Using a range of different experimental approaches (and not just analyses of MyD88-deficient mice), we showed that, contrary to the prevailing view, a T-helper response is not sufficient for the generation of optimal T-dependent antibody responses, and that Toll-like-receptor (TLR) signalling in B cells is also required¹. Similar results have since been obtained in human B cells². Nemazee et al.³ now question our conclusions¹.

Main

We showed that the requirement for TLR signalling in antibody responses depends on the antibody isotype¹: the IgM and IgG1 isotypes are largely, but not completely, TLR-dependent; IgG2 isotypes are entirely TLR-dependent; and IgE and IgA responses are TLR-independent. But in any event, our main discovery was that TLR signalling has to happen in B cells in order for the optimum T-cell-dependent antibody response to be generated. It was not, as claimed by Nemazee et al.³, simply that TLR-dependent B-cell responses depend on TLR signalling.

Figure 1 of Nemazee et al.³ shows responses obtained under suboptimal conditions, without essential comparisons and controls¹: for example, their antibody responses would seem negligible if compared with the response induced in the presence of TLR ligands. The results do not therefore present a meaningful counterargument to our conclusions.
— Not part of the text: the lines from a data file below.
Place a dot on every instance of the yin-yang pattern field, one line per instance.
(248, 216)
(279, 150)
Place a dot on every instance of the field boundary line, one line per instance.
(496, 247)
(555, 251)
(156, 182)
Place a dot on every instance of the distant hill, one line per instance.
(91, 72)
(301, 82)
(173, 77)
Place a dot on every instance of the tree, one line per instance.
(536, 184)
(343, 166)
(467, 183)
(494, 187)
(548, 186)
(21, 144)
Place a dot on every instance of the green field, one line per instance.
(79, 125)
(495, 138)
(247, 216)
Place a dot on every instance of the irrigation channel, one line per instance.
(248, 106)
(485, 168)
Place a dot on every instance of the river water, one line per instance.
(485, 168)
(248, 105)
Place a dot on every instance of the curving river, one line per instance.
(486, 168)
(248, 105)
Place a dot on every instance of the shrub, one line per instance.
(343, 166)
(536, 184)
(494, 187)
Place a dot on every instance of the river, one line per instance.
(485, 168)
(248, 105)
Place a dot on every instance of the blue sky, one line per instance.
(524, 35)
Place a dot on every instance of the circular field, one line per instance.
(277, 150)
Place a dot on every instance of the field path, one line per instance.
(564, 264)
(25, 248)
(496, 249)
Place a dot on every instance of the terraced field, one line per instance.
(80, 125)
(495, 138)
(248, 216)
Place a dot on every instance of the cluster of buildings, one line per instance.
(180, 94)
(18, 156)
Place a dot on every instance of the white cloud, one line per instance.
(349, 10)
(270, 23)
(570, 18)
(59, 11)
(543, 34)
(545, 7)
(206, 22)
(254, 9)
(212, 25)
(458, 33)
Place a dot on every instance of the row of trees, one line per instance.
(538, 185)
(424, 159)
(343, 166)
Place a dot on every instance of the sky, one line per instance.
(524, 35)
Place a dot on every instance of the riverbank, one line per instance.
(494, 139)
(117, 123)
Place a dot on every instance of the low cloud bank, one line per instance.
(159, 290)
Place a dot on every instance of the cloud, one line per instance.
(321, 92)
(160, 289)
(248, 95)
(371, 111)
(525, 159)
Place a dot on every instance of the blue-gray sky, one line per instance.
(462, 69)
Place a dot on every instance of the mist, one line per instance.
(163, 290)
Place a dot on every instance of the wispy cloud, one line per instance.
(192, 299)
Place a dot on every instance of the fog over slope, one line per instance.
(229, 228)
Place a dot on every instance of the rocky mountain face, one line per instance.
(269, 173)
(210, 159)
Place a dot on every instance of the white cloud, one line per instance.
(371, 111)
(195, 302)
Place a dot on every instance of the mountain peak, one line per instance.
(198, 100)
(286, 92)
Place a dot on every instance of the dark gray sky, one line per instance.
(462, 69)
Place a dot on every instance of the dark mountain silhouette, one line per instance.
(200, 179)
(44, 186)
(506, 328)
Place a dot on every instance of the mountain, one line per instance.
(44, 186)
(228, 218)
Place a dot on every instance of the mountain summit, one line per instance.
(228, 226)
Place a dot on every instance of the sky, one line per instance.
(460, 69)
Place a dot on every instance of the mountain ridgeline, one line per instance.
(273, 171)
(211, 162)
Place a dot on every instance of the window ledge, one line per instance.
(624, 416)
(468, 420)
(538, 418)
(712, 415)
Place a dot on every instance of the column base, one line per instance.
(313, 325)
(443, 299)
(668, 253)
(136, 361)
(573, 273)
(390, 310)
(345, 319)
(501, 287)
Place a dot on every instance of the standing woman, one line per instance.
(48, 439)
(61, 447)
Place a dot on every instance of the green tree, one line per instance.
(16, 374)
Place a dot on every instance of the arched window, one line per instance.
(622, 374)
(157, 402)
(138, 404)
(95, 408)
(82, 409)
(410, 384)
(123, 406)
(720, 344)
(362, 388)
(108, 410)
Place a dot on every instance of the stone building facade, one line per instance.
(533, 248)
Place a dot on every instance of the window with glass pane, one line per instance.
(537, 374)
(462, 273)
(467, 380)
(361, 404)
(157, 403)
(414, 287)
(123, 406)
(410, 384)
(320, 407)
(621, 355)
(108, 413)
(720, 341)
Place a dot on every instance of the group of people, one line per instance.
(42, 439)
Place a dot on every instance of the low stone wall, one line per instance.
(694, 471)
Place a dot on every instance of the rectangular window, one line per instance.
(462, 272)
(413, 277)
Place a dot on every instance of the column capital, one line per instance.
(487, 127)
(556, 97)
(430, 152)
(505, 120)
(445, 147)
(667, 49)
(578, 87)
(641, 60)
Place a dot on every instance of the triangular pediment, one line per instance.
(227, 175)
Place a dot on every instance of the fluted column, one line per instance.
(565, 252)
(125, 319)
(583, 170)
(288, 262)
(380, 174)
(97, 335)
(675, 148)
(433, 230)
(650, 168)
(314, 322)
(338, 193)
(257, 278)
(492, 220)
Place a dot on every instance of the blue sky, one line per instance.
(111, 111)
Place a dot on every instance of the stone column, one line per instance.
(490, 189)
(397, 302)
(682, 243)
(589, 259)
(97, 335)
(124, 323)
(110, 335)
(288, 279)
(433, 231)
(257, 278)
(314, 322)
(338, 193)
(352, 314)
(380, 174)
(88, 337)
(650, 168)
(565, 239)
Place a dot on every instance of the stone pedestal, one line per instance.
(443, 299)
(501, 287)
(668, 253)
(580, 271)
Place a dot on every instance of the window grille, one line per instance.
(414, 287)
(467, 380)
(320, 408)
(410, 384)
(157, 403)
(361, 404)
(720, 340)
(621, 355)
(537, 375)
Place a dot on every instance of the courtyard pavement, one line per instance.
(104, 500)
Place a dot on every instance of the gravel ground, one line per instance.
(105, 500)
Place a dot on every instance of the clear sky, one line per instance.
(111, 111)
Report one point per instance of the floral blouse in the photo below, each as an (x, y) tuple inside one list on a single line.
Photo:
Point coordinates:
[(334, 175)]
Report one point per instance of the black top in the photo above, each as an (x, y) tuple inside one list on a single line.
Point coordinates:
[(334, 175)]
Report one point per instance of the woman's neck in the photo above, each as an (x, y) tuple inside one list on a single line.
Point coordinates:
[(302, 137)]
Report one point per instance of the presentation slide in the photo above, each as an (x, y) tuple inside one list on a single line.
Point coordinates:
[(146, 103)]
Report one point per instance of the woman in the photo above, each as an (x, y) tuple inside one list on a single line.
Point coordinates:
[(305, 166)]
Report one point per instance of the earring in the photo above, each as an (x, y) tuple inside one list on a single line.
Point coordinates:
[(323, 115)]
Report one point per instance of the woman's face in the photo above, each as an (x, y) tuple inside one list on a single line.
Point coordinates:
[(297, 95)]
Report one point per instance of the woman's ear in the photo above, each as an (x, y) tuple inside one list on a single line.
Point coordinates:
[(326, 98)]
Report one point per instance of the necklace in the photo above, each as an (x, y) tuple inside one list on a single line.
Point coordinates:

Nemazee et al. claim that TLR signalling is not essential for responses to “typical vaccination”, which very much depends on what is meant by ‘typical’. Most successful vaccines, such as attenuated pathogens, certainly do trigger TLR signalling, which is one of the reasons why they are successful. The subunit vaccines, on the other hand, generally do not work; the few that do, do so because they either activate TLRs or some TLR-equivalent component of the innate immune system.